The simplest use of the two functions is to use make_predictions()
just like you would effect_plot()
/interact_plot()
/cat_plot()
. The difference is, of course, that make_predictions()
only makes the data that would be used for plotting. The resulting predictions
object has both the predicted and original data as well as some attributes describing the arguments used. If you pass this object to plot_predictions()
with no further arguments, it should do exactly what the corresponding _plot
function would do. However, you might want to do something entirely different using the predicted data which is part of the reason these functions are separate.
One such feature specific to make_predictions()
is bootstrap confidence intervals for merMod
models.
You may no longer use these tools to scale the models. Use scale_mod()
, save the resulting object, and use that as your input to the functions if you want scaling.
All these tools have a new default centered
argument. They are now set to centered = "all"
, but "all"
no longer means what it used to. Now it refers to all variables not included in the interaction, including the dependent variable. This means that in effect, the default option does the same thing that previous versions did. But instead of having that occur when centered = NULL
, that’s what centered = "all"
means. There is no NULL
option any longer. Note that with sim_slopes()
, the focal predictor (pred
) will now be centered — this only affects the conditional intercept.
sim_slopes()
This function now supports categorical (factor) moderators, though there is no option for Johnson-Neyman intervals in these cases. You can use the significance of the interaction term(s) for inference about whether the slopes differ at each level of the factor when the moderator is a factor.
You may now also pass arguments to summ()
, which is used internally to calculate standard errors, p values, etc. This is particularly useful if you are using a merMod
model for which the pbkrtest
-based p value calculation is too time-consuming.
gscale()
The interface has been changed slightly, with the actual numbers always provided as the data
argument. There is no x
argument and instead a vars
argument to which you can provide variable names. The upshot is that it now fits much better into a piping workflow.

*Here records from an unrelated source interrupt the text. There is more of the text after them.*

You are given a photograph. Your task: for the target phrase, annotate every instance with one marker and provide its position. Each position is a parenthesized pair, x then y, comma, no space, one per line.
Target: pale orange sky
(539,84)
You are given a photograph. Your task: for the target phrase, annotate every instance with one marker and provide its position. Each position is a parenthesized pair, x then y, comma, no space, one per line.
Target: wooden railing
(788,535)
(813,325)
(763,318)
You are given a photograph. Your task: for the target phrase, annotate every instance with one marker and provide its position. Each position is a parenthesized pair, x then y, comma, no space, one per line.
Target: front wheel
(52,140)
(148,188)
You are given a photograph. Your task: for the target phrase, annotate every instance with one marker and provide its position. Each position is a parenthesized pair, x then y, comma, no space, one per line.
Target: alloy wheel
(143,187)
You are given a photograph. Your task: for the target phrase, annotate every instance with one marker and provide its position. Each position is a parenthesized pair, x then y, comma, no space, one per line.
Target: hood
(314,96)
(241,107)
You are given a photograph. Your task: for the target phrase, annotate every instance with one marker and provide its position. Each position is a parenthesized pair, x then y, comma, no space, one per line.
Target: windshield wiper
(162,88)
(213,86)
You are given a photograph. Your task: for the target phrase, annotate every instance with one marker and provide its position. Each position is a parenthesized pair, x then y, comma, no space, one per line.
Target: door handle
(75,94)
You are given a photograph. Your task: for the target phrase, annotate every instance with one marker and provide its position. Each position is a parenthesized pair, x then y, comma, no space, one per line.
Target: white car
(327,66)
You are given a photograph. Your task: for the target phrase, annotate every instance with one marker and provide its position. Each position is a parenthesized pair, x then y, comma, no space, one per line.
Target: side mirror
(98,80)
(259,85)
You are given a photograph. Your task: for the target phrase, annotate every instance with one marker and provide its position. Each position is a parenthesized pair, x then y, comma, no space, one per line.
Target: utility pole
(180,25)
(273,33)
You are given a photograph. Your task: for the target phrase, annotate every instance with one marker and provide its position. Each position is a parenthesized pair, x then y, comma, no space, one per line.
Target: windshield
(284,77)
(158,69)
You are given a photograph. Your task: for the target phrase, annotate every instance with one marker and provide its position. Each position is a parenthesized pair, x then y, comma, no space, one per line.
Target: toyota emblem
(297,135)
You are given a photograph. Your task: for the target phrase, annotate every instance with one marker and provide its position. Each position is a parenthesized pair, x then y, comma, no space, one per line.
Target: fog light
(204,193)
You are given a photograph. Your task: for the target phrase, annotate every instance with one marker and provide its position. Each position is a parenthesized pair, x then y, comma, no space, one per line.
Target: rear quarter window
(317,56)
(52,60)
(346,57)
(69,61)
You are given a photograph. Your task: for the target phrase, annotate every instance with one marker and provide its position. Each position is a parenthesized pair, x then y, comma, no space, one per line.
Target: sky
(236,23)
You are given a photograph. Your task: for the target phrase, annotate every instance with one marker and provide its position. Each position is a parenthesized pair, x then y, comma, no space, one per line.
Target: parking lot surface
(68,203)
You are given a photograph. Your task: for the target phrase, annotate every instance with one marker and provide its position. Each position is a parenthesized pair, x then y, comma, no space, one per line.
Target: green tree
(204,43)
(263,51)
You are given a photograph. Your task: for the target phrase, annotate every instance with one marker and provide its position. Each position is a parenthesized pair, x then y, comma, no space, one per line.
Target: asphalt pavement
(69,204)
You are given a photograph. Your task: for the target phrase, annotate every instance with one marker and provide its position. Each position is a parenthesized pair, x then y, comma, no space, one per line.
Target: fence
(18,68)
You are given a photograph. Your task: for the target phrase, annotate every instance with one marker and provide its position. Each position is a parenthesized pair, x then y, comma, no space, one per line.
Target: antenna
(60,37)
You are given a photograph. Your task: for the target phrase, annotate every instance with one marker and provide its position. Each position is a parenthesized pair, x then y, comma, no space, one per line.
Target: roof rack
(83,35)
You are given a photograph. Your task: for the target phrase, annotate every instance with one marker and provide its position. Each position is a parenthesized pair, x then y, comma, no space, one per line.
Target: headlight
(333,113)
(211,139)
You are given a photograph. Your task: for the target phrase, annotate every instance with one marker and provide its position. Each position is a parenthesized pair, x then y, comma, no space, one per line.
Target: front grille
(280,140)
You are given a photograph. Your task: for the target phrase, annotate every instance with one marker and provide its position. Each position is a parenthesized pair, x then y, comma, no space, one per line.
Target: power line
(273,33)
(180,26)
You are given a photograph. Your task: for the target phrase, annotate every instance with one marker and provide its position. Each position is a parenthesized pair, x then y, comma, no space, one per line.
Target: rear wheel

The entire function has gotten an extensive reworking, which in some cases should result in significant speed gains. And if that’s not enough, just know that the code was an absolute monstrosity before and now it’s not.
There are two new functions that are wrappers around gscale()
: standardize()
and center()
, which call gscale()
but with n.sd = 1
in the first case and with center.only = TRUE
in the latter case.
summ()
Tired of specifying your preferred configuration every time you use summ()
? Now, many arguments will by default check your options so you can set your own defaults. See ?set_summ_defaults
for more info.
Rather than having separate scale.response
and center.response
arguments, each summ()
function now uses transform.response
to collectively cover those bases. Whether the response is centered or scaled depends on the scale
and center
arguments.
The robust.type
argument is deprecated. Now, provide the type of robust estimator directly to robust
. For now, if robust = TRUE
, it defaults to "HC3"
with a warning. Better is to provide the argument directly, e.g., robust = "HC3"
. robust = FALSE
is still fine for using OLS/MLE standard errors.
Whereas summ.glm
, summ.svyglm
, and summ.merMod
previously offered an odds.ratio
argument, that has been renamed to exp
(short for exponentiate) to better express the quantity.
vifs
now works when there are factor variables in the model.
One of the first bugs summ()
ever had occurred when the function was given a rank-deficient model. It is not straightforward to detect, especially since I need to make a space for an almost empty row in the outputted table. At long last, this release can handle such models gracefully.
Like the rest of R, when summ()
rounded your output, items rounded exactly to zero would be treated as, well, zero. But this can be misleading if the original value was actually negative. For instance, if digits = 2
and a coefficient was -0.003
, the value printed to the console was 0.00
, suggesting a zero or slightly positive value when in fact it was the opposite. This is a limitation of the round
(and trunc
) function. I’ve now changed it so the zero-rounded value retains its sign.
summ.merMod
now calculates pseudo-R^2 much, much faster. For only modestly complex models, the speed-up is roughly 50x faster. Because of how much faster it now is and how much less frequently it throws errors or prints cryptic messages, it is now calculated by default. The confidence interval calculation is now “Wald” for these models (see confint.merMod
for details) rather than “profile”, which for many models can take a very long time and sometimes does not work at all. This can be toggled with the conf.method
argument.
summ.glm
/summ.svyglm
now will calculate pseudo-R^2 for quasibinomial and quasipoisson families using the value obtained from refitting them as binomial/poisson. For now, I’m not touching AIC/BIC for such models because the underlying theory is a bit different and the implementation more challenging.
summ.lm
now uses the t-distribution for finding critical values for confidence intervals. Previously, a normal approximation was used.
The summ.default
method has been removed. It was becoming an absolute terror to maintain and I doubted anyone found it useful. It’s hard to provide the value added for models of a type that I do not know (robust errors don’t always apply, scaling doesn’t always work, model fit statistics may not make sense, etc.). Bug me if this has really upset things for you.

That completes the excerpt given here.